Olav is a dairy farmer who barely ekes out a living for his three children and frail wife, Louise, who is mentally unstable. He has a cheerful, can-do attitude that Evelyn has inherited. She has no friends but enjoys her father’s company. Unlike her younger brothers, Peder and John, she takes joy in working with Olav and caring for their livestock.

Although Olav has taught Evelyn how to survive the coulee’s menacing thunderstorms, neither he nor Louise has prepared her for the greater tempest of sexual attraction and violation. When Evelyn’s first period occurs at school, it is her new teacher, Miss Mary Johnson, who explains the menstrual cycle and its relationship to pregnancy. Miss Johnson is keenly aware of the teen’s intelligence and potential, but not her emotional needs. Neither her parents nor Miss Johnson learn until it is too late that Evelyn is drawn to the school custodian, her 20-year-old second cousin, Alfred Torrasson.
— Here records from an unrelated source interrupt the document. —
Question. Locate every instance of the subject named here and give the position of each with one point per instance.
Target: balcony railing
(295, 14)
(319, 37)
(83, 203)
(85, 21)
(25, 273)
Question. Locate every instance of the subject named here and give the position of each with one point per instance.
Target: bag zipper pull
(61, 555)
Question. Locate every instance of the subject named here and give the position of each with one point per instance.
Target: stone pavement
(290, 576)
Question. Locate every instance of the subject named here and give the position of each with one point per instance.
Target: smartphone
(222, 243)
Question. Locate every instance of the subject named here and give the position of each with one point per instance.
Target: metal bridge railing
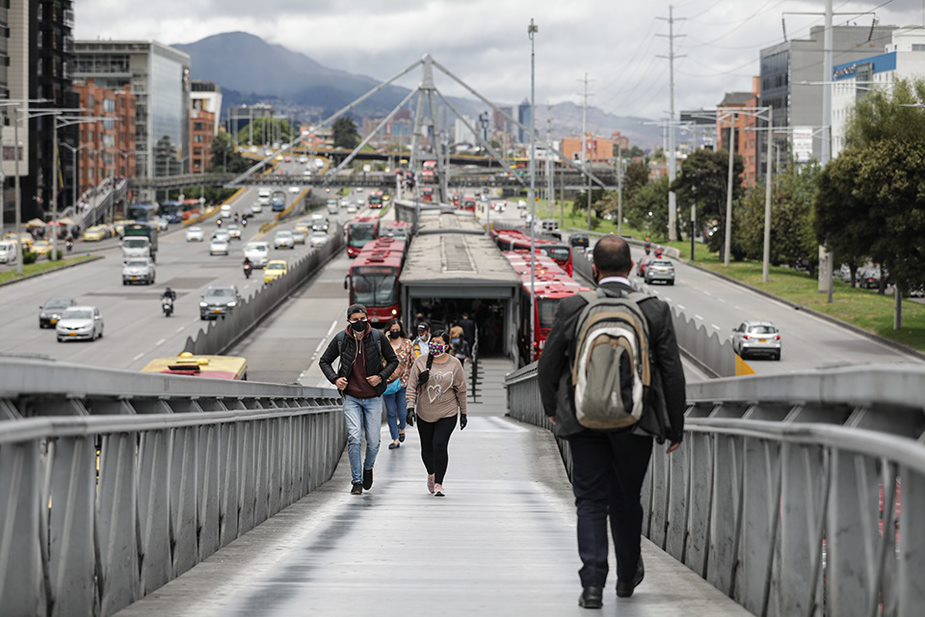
(97, 511)
(798, 494)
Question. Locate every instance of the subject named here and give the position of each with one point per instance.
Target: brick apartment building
(107, 146)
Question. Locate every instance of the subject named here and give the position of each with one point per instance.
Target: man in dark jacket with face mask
(366, 360)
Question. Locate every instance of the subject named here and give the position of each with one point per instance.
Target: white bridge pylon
(424, 96)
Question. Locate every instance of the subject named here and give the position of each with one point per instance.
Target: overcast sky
(485, 41)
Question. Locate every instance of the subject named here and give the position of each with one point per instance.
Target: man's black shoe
(625, 588)
(591, 597)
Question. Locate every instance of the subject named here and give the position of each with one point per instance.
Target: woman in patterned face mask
(436, 396)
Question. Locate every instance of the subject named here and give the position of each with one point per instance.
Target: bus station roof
(457, 265)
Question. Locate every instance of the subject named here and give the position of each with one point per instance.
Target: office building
(792, 77)
(107, 146)
(904, 59)
(160, 83)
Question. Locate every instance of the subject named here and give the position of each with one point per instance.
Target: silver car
(138, 270)
(660, 270)
(80, 323)
(283, 240)
(757, 339)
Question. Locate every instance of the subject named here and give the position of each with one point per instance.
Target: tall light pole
(532, 29)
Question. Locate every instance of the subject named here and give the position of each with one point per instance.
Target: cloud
(485, 41)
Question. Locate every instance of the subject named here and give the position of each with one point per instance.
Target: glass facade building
(159, 77)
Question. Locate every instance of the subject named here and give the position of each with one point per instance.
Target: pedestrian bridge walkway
(501, 543)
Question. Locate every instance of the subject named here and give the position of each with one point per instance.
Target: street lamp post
(532, 29)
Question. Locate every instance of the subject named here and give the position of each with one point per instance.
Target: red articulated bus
(514, 240)
(360, 231)
(399, 230)
(373, 279)
(552, 285)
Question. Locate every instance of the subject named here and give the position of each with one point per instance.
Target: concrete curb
(832, 320)
(67, 267)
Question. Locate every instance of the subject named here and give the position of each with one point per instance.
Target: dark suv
(218, 301)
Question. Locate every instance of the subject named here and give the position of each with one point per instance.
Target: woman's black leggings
(435, 440)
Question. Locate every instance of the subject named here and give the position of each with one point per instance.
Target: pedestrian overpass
(794, 494)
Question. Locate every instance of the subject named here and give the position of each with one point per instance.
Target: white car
(8, 252)
(318, 239)
(138, 270)
(258, 253)
(283, 240)
(219, 246)
(80, 322)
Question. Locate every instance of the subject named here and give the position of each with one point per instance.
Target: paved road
(135, 329)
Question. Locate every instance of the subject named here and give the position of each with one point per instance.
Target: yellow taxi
(97, 233)
(42, 248)
(275, 269)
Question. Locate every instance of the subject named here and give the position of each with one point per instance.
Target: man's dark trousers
(608, 470)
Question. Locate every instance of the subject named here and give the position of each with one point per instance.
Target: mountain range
(251, 70)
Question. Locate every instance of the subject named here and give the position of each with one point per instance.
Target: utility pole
(584, 143)
(532, 29)
(727, 240)
(619, 189)
(672, 155)
(826, 258)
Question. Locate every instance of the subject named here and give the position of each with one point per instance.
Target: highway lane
(135, 329)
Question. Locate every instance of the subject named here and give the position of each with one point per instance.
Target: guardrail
(98, 511)
(799, 494)
(224, 332)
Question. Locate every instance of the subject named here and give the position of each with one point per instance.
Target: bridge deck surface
(501, 543)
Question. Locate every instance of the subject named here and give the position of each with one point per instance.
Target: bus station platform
(501, 543)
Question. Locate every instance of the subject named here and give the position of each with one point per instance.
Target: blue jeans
(397, 412)
(362, 415)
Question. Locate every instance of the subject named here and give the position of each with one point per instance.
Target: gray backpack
(611, 368)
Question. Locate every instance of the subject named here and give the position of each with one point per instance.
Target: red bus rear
(361, 231)
(373, 279)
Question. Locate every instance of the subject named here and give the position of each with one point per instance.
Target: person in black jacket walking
(366, 360)
(609, 467)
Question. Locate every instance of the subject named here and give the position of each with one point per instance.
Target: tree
(345, 133)
(703, 182)
(793, 237)
(647, 210)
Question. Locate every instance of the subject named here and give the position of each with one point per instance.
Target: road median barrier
(223, 333)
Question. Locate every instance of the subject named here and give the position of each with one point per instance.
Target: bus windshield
(547, 310)
(361, 234)
(375, 286)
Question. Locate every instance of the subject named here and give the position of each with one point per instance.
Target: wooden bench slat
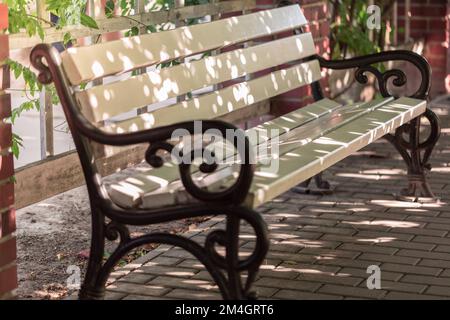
(84, 64)
(298, 161)
(23, 40)
(128, 193)
(106, 101)
(289, 141)
(234, 97)
(306, 161)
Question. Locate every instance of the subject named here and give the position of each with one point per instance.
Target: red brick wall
(316, 12)
(429, 22)
(8, 269)
(447, 18)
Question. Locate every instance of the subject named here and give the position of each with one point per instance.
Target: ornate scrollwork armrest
(366, 64)
(234, 194)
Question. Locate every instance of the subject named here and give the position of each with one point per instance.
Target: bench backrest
(247, 71)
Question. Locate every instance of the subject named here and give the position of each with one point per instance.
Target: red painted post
(8, 268)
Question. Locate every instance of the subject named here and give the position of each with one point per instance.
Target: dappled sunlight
(384, 223)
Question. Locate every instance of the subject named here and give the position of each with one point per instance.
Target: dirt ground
(55, 234)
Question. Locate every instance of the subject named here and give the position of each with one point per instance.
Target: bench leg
(225, 269)
(91, 289)
(416, 153)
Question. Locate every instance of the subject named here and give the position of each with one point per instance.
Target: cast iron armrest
(366, 64)
(47, 61)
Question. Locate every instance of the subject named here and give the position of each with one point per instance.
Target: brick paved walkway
(321, 246)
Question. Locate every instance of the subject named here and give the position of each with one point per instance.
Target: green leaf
(109, 8)
(88, 21)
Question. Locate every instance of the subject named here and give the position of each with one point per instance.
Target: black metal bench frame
(226, 271)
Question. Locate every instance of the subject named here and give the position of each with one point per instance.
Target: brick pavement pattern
(321, 246)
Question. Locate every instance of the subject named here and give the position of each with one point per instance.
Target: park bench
(202, 90)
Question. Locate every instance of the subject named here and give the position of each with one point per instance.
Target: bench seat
(313, 137)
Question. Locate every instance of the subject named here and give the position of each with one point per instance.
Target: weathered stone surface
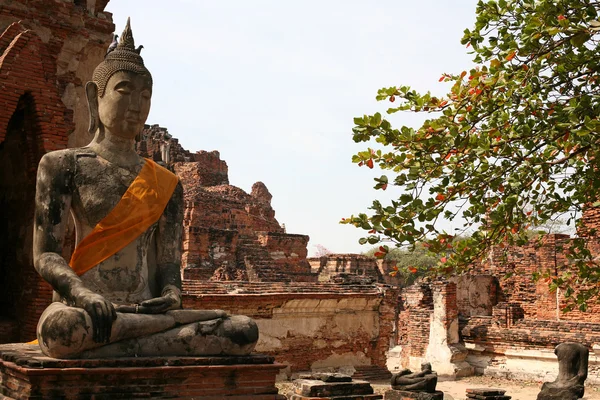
(572, 373)
(403, 395)
(487, 394)
(344, 397)
(423, 381)
(308, 326)
(319, 388)
(347, 268)
(39, 93)
(327, 377)
(27, 374)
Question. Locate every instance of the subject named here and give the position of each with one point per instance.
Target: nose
(135, 103)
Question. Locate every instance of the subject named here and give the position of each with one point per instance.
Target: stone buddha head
(120, 91)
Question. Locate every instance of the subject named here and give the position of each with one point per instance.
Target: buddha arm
(52, 205)
(168, 245)
(54, 190)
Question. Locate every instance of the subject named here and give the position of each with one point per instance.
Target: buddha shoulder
(61, 164)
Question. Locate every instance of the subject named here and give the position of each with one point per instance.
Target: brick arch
(26, 67)
(33, 121)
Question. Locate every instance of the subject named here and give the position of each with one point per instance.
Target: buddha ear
(91, 92)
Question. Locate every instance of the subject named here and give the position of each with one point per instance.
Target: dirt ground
(455, 390)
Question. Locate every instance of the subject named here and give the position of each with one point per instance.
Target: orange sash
(141, 206)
Alfred isn’t simply a bad guy. Nelsestuen explores his central characters in depth and shows how Alfred’s bad parenting has stunted his emotional growth. A lonely man-child, Alfred has lived like an indentured servant on a neighboring farm since being orphaned. Similarly, the author delves into Evelyn’s inchoate longings. She enjoys the way Alfred engages her in adult conversation and the adventure he adds to her life, including a tractor joyride. But the way he looks at her is frightening. This fear is mysterious to her and “only makes her want to get closer to him.”

TOO MANY STONES stretches from the Great Depression to the Vietnam War, but the challenges it presents are timeless.

Rodney Nelsestuen’s TOO MANY STONES is an emotionally powerful novel about how the collision of sexual ignorance and teen rape shapes life opportunities and family development.